Retour à Hartley High sur Netflix, dans un teen drama plus proche de Sex Education que de la série originale. 

C’est quoi, Hartley, Coeur à Vif (2022) ? Amies inséparables, Amerie (Ayesha Madon) et Harper (Asher Yasbincek) sont élèves au lycée de Hartley. Sur le mur d’un bâtiment désaffecté, elles ont tagué une sorte de carte récapitulant toutes les rumeurs sur les relations sexuelles et amoureuses de leurs camarades. Or, le jour de la rentrée,  le tag est découvert. Consternée, la directrice impose des cours d’éducation sexuelle aux élèves. Quant à Amerie, elle devient une paria détestée par tout le monde, à l’exception de Darren (James Majoos) et Quinni (Chloe Hayden). De surcroît, elle se bagarre avec Harper, qui la rejette sans qu’elle comprenne pourquoi. Entre son béguin pour le beau Dusty (Joshua Heuston), son flirt avec Malachi (Thomas Weatherall), son amitié brisée avec Harper et son surnom de Map bitch, l’année scolaire s’annonce mouvementée pour la jeune fille. 

L’essentiel

Prononcer les mots Hartley, cœur à vif , c’est risquer de provoquer une vague de nostalgie chez ceux qui étaient ados dans les années 1990. A partir de 1994 et durant sept saisons, la série australienne a suivi les parcours croisés des élèves du lycée de Hartley High, de leurs parents et de leurs professeurs, tout en abordant de nombreux problèmes de société.
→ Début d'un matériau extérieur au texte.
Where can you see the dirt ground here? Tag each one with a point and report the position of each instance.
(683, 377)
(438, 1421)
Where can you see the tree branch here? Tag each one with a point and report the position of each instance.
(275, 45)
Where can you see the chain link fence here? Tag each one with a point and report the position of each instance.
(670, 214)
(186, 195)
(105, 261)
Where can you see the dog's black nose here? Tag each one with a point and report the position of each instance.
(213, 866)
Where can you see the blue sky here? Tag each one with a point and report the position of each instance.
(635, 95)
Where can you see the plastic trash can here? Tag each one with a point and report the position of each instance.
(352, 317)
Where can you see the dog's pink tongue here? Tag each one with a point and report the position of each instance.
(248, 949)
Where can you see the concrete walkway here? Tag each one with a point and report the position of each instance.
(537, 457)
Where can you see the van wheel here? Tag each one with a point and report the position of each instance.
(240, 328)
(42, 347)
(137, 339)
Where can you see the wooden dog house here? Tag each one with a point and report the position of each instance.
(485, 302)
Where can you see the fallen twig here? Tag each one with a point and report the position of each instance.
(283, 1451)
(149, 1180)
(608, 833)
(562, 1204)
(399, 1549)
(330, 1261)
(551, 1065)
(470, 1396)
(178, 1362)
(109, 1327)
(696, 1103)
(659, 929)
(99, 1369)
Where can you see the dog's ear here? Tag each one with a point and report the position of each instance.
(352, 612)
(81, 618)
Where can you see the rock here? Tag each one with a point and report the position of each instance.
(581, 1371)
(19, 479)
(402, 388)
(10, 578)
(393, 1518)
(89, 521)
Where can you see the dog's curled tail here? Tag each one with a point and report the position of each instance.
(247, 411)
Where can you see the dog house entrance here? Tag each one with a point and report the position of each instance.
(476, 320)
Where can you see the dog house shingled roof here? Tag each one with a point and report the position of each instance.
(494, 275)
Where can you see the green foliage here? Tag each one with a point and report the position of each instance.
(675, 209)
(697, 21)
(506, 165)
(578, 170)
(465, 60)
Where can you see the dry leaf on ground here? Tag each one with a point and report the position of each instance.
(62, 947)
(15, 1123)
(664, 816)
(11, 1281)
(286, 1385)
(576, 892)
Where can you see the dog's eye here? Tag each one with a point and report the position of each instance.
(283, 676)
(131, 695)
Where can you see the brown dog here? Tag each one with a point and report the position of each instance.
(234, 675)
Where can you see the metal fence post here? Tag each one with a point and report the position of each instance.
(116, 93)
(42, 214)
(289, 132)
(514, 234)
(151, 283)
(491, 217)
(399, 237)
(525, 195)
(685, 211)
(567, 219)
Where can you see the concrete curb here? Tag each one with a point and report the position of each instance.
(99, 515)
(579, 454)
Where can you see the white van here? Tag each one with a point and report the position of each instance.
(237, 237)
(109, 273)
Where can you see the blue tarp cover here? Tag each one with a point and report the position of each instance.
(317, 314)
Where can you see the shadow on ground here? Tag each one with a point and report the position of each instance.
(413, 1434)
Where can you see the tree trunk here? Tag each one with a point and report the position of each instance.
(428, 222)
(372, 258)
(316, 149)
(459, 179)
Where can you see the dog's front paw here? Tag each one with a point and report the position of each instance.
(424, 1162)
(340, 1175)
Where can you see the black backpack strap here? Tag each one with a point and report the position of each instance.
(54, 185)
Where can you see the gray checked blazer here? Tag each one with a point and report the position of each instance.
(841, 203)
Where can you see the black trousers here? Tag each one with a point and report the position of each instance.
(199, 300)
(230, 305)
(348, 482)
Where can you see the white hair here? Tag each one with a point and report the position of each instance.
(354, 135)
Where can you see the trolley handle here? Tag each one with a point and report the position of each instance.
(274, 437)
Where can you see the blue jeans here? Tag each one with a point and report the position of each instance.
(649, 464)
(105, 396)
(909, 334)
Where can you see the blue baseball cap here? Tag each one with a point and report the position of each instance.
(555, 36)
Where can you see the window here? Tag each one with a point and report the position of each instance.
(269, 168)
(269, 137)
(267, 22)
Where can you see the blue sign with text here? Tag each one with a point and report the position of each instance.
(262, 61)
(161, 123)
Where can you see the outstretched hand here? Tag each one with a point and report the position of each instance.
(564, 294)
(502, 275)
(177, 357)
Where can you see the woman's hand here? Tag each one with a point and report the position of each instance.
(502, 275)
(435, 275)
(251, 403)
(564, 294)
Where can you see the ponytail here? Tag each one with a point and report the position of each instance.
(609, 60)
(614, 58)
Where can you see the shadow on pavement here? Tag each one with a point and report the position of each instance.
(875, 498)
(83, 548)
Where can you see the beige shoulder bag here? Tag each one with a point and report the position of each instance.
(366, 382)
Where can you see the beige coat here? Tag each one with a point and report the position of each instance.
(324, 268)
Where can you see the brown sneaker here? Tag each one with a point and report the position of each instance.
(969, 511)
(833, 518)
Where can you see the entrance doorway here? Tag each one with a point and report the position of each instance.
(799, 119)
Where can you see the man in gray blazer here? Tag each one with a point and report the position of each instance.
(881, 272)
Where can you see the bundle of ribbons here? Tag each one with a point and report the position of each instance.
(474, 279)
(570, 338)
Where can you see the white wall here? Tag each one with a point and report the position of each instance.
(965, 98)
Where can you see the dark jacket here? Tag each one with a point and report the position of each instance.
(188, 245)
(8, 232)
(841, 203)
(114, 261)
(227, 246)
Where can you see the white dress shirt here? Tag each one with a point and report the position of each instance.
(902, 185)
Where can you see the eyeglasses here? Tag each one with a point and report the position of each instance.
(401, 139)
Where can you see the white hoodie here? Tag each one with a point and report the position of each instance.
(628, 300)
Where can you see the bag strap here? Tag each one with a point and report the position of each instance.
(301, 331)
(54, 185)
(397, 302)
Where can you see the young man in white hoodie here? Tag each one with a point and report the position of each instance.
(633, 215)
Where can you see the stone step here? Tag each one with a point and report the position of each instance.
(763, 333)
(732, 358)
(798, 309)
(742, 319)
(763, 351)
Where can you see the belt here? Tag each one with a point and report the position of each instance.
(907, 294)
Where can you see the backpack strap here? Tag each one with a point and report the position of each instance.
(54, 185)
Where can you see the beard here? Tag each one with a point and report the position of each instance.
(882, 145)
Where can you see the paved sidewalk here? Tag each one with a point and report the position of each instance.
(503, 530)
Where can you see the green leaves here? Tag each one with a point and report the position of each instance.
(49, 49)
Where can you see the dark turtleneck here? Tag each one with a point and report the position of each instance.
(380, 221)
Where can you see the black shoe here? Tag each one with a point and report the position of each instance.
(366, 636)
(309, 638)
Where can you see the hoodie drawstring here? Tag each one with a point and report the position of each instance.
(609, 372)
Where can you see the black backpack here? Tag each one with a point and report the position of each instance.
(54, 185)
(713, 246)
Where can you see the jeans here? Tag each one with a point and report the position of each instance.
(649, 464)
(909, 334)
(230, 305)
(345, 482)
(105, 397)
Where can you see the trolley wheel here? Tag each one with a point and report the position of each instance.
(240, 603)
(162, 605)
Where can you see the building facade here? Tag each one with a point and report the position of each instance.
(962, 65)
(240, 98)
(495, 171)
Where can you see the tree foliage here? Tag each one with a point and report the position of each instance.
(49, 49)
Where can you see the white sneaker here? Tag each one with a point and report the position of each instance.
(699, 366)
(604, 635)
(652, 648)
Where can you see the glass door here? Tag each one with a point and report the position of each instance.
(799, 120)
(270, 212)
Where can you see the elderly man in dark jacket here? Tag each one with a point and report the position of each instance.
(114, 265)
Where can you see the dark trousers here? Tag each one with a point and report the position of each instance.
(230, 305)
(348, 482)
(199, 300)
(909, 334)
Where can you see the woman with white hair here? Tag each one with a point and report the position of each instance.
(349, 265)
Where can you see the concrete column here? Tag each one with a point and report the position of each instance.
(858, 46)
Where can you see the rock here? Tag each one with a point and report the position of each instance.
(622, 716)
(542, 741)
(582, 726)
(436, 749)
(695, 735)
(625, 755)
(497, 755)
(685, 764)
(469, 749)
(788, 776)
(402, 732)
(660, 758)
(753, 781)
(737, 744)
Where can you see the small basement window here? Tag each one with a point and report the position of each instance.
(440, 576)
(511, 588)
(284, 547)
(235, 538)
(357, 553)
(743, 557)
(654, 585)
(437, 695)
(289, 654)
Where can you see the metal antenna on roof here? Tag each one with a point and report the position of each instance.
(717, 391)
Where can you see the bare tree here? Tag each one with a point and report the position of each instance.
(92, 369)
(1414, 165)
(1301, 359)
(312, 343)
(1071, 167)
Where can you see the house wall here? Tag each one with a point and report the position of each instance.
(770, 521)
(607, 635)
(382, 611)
Aujourd’hui, Netflix nous en propose une nouvelle version. Ou à peu près… L’action se déroule dans le même établissement et on croise certains personnages de la série originale (on vous laisse découvrir lesquels), mais il s’agit moins d’une suite, d’un reboot ou de ce que l’on voudra que d’une déclinaison qui puise largement dans d’autres séries plus récentes.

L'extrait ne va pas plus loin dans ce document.